In a presentation on April 4 at the annual meeting of the American Association of Cancer Research in Washington, D.C., Anderson will describe preclinical research on T-cell therapy for ovarian tumors and the particular tumor microenvironment factors that any clinical version of this therapy will need to take into account.
For some patients, certain forms of immunotherapy are showing promise in treating previously difficult-to-treat cancers. In the case of T-cell therapies, though, most of the early experimental successes have been seen in blood cancers. Solid tumors, like breast, lung, ovarian and pancreatic cancers, pose a tougher nut to crack for this new wave of cancer therapies.

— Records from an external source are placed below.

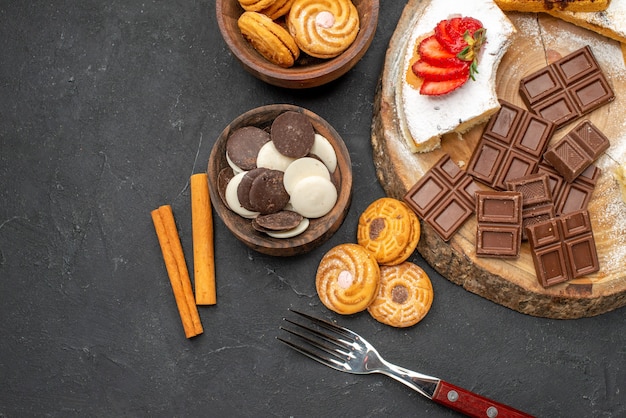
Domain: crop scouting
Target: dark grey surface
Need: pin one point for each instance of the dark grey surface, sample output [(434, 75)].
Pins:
[(106, 109)]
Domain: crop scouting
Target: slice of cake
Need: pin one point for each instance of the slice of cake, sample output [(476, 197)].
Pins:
[(425, 118), (549, 5), (610, 22)]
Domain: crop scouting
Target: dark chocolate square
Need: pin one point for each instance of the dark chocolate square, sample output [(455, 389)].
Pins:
[(567, 89), (563, 248), (498, 158), (499, 223), (443, 197)]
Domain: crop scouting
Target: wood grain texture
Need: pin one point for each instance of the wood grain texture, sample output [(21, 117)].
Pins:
[(540, 40)]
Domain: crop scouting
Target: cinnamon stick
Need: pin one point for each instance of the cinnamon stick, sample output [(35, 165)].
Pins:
[(203, 249), (173, 256)]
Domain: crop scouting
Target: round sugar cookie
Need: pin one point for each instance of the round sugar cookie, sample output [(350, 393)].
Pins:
[(313, 196), (232, 200), (302, 168), (347, 279), (323, 29), (269, 157), (324, 150), (405, 295), (389, 229)]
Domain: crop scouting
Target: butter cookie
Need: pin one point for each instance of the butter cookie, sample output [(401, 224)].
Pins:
[(390, 230), (404, 297), (269, 38), (323, 28), (347, 279)]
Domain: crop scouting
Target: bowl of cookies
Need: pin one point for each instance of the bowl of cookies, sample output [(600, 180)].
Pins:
[(280, 178), (297, 44)]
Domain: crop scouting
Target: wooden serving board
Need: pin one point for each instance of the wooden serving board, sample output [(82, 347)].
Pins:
[(540, 40)]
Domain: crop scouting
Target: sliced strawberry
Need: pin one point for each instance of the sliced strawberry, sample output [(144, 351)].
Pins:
[(428, 71), (456, 30), (441, 33), (431, 51), (438, 88)]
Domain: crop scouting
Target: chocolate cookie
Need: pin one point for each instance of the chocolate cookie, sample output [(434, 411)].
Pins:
[(244, 144), (243, 190), (292, 134), (283, 220), (267, 193)]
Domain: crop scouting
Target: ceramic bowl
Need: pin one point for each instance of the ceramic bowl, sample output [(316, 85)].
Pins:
[(307, 72), (319, 229)]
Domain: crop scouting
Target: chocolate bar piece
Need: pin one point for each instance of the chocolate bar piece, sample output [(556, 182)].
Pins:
[(499, 217), (510, 147), (574, 196), (563, 248), (443, 197), (537, 205), (571, 155), (567, 89)]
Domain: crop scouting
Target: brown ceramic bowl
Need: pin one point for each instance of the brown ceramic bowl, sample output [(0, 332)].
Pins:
[(320, 229), (308, 71)]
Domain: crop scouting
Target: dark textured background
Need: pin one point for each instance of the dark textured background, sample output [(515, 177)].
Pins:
[(106, 109)]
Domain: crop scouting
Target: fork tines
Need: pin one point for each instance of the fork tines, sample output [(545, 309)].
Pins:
[(320, 340)]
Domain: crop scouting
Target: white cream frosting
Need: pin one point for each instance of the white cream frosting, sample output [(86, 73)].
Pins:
[(427, 118)]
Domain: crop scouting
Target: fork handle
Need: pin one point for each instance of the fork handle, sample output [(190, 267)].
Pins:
[(472, 404)]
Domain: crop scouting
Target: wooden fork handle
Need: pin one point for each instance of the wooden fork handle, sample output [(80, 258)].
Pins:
[(471, 404)]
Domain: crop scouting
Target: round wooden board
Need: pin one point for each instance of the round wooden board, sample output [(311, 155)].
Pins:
[(540, 40)]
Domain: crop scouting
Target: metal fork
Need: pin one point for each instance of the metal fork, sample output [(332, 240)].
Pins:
[(344, 350)]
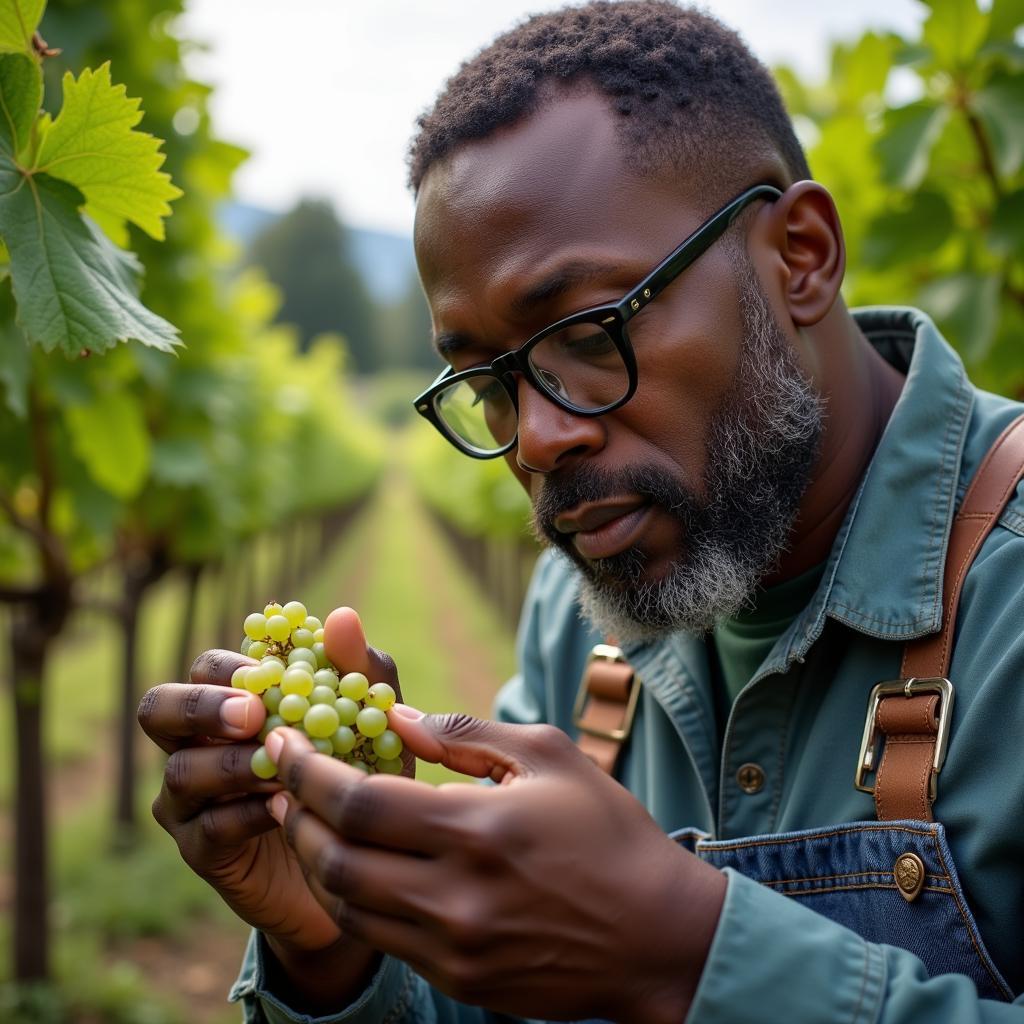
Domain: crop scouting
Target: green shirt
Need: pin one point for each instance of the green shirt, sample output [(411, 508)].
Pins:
[(801, 717)]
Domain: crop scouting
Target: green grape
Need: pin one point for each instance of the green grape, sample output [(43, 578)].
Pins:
[(380, 695), (274, 669), (371, 722), (302, 638), (261, 764), (293, 708), (295, 612), (302, 654), (347, 710), (279, 628), (255, 626), (388, 744), (353, 685), (297, 681), (321, 721), (343, 739), (326, 677), (272, 722)]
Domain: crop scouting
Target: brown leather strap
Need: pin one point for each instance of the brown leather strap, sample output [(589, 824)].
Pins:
[(604, 707), (904, 785)]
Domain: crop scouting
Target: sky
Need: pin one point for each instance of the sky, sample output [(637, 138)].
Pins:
[(325, 93)]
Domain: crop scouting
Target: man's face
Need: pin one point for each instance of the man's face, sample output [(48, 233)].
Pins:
[(677, 504)]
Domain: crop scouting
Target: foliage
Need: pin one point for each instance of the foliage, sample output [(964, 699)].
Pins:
[(931, 192)]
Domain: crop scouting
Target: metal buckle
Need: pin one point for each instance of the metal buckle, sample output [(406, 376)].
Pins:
[(866, 761), (606, 652)]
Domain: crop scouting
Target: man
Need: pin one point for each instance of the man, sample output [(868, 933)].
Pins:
[(744, 484)]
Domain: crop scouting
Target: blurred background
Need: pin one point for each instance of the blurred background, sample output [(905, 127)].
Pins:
[(148, 502)]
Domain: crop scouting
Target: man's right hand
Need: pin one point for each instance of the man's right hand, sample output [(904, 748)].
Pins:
[(215, 809)]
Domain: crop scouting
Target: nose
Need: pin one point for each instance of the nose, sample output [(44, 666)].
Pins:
[(550, 436)]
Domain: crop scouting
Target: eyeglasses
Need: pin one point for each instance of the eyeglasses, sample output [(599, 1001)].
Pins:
[(584, 363)]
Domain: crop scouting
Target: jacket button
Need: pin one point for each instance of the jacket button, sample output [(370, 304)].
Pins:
[(751, 777)]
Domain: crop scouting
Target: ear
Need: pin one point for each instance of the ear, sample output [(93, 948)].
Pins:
[(805, 238)]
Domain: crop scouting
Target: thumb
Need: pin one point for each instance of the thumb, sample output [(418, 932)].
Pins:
[(345, 644), (478, 747)]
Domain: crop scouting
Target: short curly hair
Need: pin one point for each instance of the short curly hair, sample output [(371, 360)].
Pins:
[(689, 92)]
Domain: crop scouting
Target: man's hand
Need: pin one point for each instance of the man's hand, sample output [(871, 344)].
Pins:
[(215, 809), (553, 894)]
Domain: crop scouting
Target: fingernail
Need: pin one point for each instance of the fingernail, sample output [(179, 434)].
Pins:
[(235, 712), (404, 711), (278, 806), (273, 743)]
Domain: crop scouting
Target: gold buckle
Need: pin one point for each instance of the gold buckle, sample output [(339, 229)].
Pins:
[(866, 761), (606, 652)]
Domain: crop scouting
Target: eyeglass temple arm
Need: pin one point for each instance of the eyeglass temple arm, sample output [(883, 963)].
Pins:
[(692, 248)]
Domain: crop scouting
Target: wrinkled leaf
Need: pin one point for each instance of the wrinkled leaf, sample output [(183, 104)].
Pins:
[(18, 19), (909, 233), (93, 144), (20, 94), (109, 435), (74, 289), (906, 142), (1000, 107), (967, 308)]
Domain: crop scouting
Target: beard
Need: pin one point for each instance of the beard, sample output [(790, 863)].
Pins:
[(763, 442)]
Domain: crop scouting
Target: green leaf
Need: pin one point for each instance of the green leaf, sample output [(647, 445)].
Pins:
[(967, 308), (109, 435), (20, 94), (1000, 107), (74, 289), (1006, 235), (92, 143), (954, 31), (18, 20), (906, 142), (905, 235)]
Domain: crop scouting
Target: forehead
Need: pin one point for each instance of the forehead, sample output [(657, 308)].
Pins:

There are a number of additional hurdles T-cell therapy has to overcome to reach these cancers, which kill more people in the U.S. than blood cancers, according to the American Cancer Society. There's the simple issue of access -- patients with leukemia or lymphoma can receive an infusion of engineered T cells directly into their bloodstream, but it can be more difficult to tweak the cells to traffic to a tumor tucked away in the body. A major roadblock to adopting T-cell therapy to solid tumors is what's known as the tumor microenvironment, the local milieu of non-cancerous cells and molecules in and around the tumor.

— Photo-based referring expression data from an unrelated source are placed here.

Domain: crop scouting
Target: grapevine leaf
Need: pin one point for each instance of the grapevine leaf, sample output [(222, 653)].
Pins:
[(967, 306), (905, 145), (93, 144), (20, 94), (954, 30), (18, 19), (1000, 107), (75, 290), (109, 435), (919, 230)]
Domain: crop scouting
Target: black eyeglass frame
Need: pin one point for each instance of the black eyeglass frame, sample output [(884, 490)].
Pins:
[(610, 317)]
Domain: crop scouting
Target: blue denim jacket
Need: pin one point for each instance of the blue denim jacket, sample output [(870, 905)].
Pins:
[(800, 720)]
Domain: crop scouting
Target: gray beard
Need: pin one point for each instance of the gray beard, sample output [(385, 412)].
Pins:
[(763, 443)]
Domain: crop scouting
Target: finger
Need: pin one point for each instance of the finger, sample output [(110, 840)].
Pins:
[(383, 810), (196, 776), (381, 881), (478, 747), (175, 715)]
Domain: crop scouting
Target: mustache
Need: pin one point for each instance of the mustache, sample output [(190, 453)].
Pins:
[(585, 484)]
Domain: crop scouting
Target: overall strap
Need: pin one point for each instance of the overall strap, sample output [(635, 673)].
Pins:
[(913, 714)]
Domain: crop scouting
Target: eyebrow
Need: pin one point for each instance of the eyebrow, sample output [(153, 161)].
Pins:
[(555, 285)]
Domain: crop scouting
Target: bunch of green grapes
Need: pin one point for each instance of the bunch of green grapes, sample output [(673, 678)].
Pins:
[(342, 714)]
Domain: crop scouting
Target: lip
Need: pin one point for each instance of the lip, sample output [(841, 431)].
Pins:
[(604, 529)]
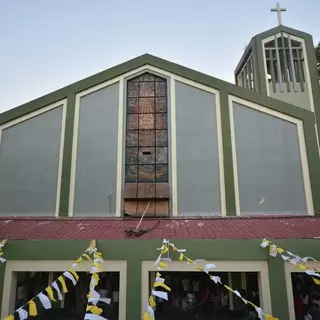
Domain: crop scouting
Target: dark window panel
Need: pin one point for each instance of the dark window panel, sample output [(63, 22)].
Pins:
[(162, 155), (146, 105), (133, 89), (131, 173), (146, 121), (133, 105), (146, 173), (146, 138), (161, 138), (161, 104), (161, 173), (147, 156), (146, 89), (161, 121), (132, 121), (146, 77), (132, 138), (161, 89), (132, 156)]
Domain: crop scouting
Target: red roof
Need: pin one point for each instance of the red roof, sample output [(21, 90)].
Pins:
[(34, 228)]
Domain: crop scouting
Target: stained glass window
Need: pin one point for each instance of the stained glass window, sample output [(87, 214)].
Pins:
[(146, 130)]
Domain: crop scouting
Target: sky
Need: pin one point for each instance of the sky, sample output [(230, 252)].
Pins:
[(48, 44)]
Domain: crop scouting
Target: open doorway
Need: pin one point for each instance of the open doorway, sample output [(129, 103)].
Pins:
[(73, 306), (306, 296), (194, 296)]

Anderson and her colleagues have identified proteins overproduced by ovarian cancer cells, known as WT1 and mesothelin, and have found that T cells engineered to specifically recognize these proteins can kill both human and mouse ovarian cancer cells in the lab. They've also found that the T cells significantly extend survival in a mouse model of the cancer, but there's a ways to go before this therapy is ready for clinical trials in humans, Anderson said.

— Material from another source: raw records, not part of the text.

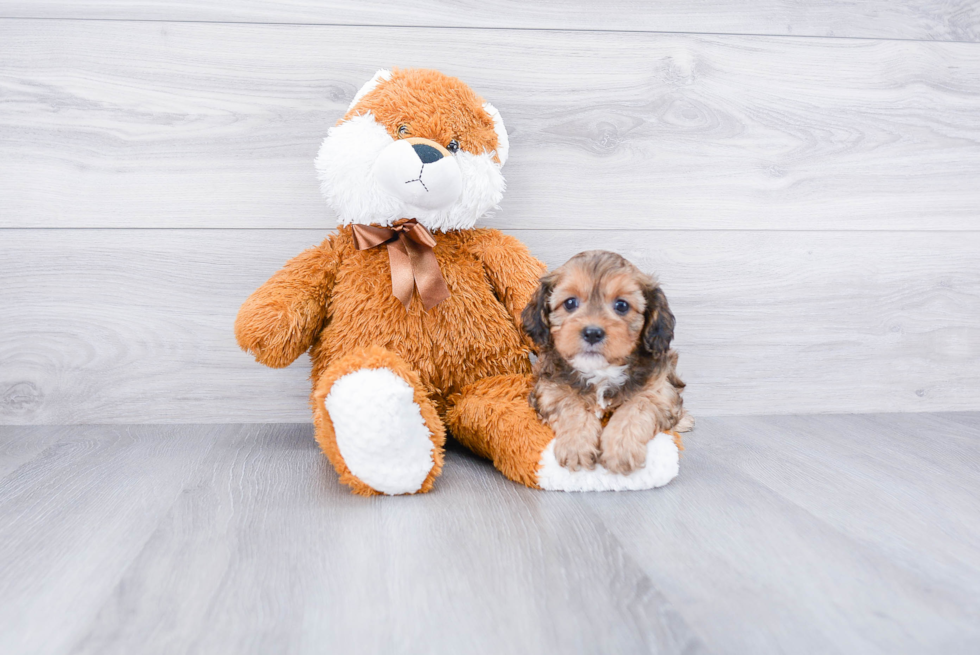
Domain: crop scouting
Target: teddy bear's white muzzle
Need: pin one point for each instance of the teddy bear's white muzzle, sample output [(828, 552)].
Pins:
[(419, 174)]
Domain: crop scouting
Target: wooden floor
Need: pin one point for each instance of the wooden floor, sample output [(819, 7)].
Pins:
[(817, 534)]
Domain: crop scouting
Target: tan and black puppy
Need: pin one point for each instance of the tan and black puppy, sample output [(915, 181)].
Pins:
[(606, 382)]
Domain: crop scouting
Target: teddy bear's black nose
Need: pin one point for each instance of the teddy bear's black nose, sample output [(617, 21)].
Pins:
[(427, 153), (593, 334)]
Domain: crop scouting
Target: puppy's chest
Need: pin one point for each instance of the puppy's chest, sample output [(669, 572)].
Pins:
[(604, 389)]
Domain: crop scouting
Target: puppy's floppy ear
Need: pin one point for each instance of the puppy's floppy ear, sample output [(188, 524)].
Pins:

"Tumor microenvironment issues come hand-in-hand with working on solid tumors," she said.
In her presentation, Anderson will describe three types of roadblocks to an effective ovarian cancer T-cell therapy -- and how the research team is working to overcome each. They are:
Immunosuppressive cells and proteins in the microenvironment that can signal the engineered T cells to shut down or ignore tumors. Existing checkpoint inhibitor drugs could circumvent this problem, Anderson said, and the Fred Hutch team is also exploring engineering the therapeutic T cells to block those immunosuppressive signals. A "death signal" produced by both ovarian tumor cells and nearby blood vessels on their surfaces. This molecular signal causes T cells coming to the tumor from the bloodstream to commit suicide before they can fight the cancer. Dr. Shannon Oda in the Greenberg lab is working on a new type of fusion protein the engineered T cells will carry that will rewire their internal circuitry, causing the death signal to instead boost their anti-tumor activity. The tumors' low-sugar environment. Fast-growing ovarian cancer cells churn through the glucose in their environment -- the same energy source engineered T cells need to do their work. Researchers in the Greenberg lab are working to re-engineer the therapeutic T cells to process other sources of energy.
Although her current work focuses on ovarian cancer, a particularly difficult-to-treat solid tumor, Anderson hopes the work will shed light on new therapeutic avenues for other solid tumors as well.
"If we can solve some of the issues that really plague us with these hard ones, then we can more readily apply them to some of the cancers that have fewer of these hurdles," she said.